Dans cette France en crise et qui doute d’elle-même, la guerre intestine que se livrent les grands féodaux du Parti socialiste paraît à première vue scandaleuse et folle. Scandaleuse parce que soulignant le décalage insensé entre la préoccupation des Français et l’entreprise de démolition mutuelle à laquelle ces combattants s’adonnent, fournissant au passage ses meilleurs arguments au Front national.

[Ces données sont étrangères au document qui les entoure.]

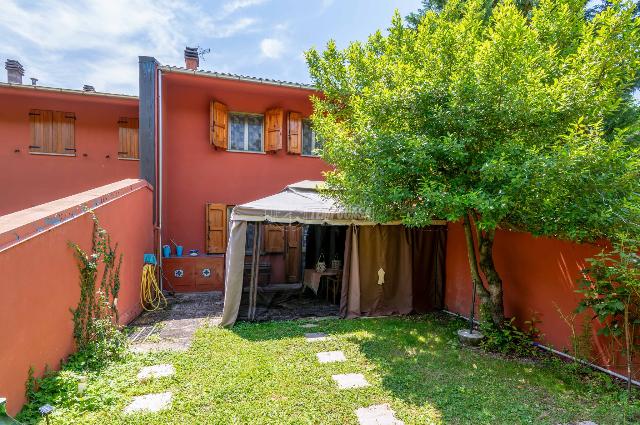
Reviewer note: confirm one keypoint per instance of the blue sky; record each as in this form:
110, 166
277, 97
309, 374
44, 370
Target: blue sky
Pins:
68, 44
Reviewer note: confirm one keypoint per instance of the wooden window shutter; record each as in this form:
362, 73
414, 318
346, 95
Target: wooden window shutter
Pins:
128, 138
273, 239
37, 130
273, 130
67, 126
216, 228
52, 132
294, 144
218, 119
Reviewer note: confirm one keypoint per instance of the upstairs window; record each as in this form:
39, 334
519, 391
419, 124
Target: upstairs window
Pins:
246, 132
128, 136
310, 144
52, 132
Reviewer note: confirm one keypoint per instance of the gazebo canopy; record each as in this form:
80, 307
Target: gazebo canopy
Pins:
299, 203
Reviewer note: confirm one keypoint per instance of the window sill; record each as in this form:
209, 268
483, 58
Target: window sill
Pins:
252, 152
52, 154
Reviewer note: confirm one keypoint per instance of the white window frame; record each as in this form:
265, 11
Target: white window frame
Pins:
246, 132
313, 140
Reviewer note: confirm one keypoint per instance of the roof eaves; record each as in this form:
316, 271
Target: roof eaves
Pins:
237, 77
69, 91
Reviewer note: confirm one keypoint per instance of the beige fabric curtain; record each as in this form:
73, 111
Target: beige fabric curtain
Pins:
385, 270
350, 295
234, 269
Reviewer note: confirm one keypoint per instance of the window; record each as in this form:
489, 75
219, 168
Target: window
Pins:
52, 132
310, 145
128, 135
251, 231
246, 132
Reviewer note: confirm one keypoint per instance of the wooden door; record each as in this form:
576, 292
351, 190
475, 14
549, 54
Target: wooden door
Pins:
273, 130
294, 241
216, 222
273, 239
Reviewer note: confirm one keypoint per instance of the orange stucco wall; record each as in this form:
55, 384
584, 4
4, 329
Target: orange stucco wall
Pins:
29, 179
40, 283
539, 276
194, 174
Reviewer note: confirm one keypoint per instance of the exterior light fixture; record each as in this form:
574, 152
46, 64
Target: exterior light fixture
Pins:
45, 411
4, 418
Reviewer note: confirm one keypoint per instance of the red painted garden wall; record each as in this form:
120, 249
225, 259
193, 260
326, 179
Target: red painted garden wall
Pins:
30, 179
194, 174
40, 280
539, 276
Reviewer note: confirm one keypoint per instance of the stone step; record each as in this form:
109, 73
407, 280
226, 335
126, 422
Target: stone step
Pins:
350, 380
379, 414
149, 403
156, 371
331, 357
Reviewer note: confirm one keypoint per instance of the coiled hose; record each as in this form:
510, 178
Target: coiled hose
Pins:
151, 296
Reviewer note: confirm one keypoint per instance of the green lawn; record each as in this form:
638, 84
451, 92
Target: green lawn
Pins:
268, 374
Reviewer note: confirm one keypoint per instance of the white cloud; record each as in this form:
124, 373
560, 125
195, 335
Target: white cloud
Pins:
98, 42
272, 48
234, 5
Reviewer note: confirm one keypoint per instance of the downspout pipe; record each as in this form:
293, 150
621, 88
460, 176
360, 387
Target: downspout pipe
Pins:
565, 355
159, 176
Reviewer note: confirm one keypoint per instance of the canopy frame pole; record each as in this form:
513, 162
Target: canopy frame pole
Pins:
255, 272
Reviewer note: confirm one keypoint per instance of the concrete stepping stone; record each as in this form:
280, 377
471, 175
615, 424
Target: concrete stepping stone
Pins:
157, 371
379, 414
316, 336
149, 403
350, 380
331, 357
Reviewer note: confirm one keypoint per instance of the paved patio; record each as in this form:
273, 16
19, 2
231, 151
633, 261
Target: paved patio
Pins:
173, 328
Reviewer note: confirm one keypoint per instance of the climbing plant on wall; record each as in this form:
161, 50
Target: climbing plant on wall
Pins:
96, 316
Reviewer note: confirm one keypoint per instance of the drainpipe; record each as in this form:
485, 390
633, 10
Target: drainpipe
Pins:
159, 186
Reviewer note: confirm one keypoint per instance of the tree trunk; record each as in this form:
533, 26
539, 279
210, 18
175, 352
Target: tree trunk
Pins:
627, 340
496, 307
473, 262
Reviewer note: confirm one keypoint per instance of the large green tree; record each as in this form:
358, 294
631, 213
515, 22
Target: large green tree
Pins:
495, 121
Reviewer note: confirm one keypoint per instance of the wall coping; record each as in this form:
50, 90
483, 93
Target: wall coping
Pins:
22, 225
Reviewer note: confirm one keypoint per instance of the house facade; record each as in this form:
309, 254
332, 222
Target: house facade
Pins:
209, 141
58, 142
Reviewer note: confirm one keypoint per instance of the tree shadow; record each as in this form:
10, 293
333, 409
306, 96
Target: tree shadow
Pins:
420, 364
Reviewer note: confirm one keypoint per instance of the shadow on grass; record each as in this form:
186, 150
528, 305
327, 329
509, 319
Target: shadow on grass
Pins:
420, 364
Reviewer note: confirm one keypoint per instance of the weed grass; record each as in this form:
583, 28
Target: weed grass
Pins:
268, 374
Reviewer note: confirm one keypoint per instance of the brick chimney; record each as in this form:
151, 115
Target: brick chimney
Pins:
15, 71
191, 59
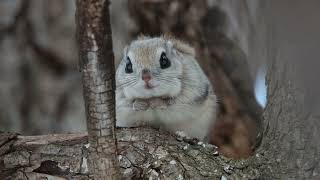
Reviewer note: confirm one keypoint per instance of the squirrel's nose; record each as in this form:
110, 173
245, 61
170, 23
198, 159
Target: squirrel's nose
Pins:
146, 75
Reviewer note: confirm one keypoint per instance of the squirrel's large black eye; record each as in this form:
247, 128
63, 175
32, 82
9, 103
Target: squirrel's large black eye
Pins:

Et folle parce qu’il est inimaginable qu’un parti de gouvernement, dans un des pays les plus ouverts au monde, en soit encore à s’écharper sur des dogmes que toutes les grandes démocraties modernes ont déjà dépassés depuis longtemps.
Pourtant, derrière ce déferlement de haine fratricide, se cache peut-être l’espoir de trouver une voie de passage, une manière de sortir de toutes ces postures archaïques. Et le mouvement initié par Manuel Valls, son déplacement vers le centre, s’il ne trompe personne
par son côté manœuvrier, offre tout de même l’avantage de tenter de dessiner quelque chose de nouveau dans le paysage politique. Lorsque le Premier ministre dit que « la seule question qui vaille, c’est comment orienter la modernité pour accélérer l’émancipation des individus », lorsqu’il préfère une ligne « pragmatique, réformiste et républicaine » à un label socialiste, lorsqu’il affirme que « la première finalité » du mouvement de réforme est de « libérer la création d’emplois par tous les moyens », comment s’y opposer ?
Bien entendu, il y a loin de la réflexion à l’action, et les six premiers mois de Manuel Valls démontrent quelles sont les limites de sa propre audace. Bien entendu, François Hollande bouge encore, capable de tout sacrifier à son propre intérêt, à la gauche immobile. Mais la droite, aujourd’hui en grand désordre, ferait bien de réfléchir à ce que ces fractures de la gauche peuvent provoquer comme secousses chez elle.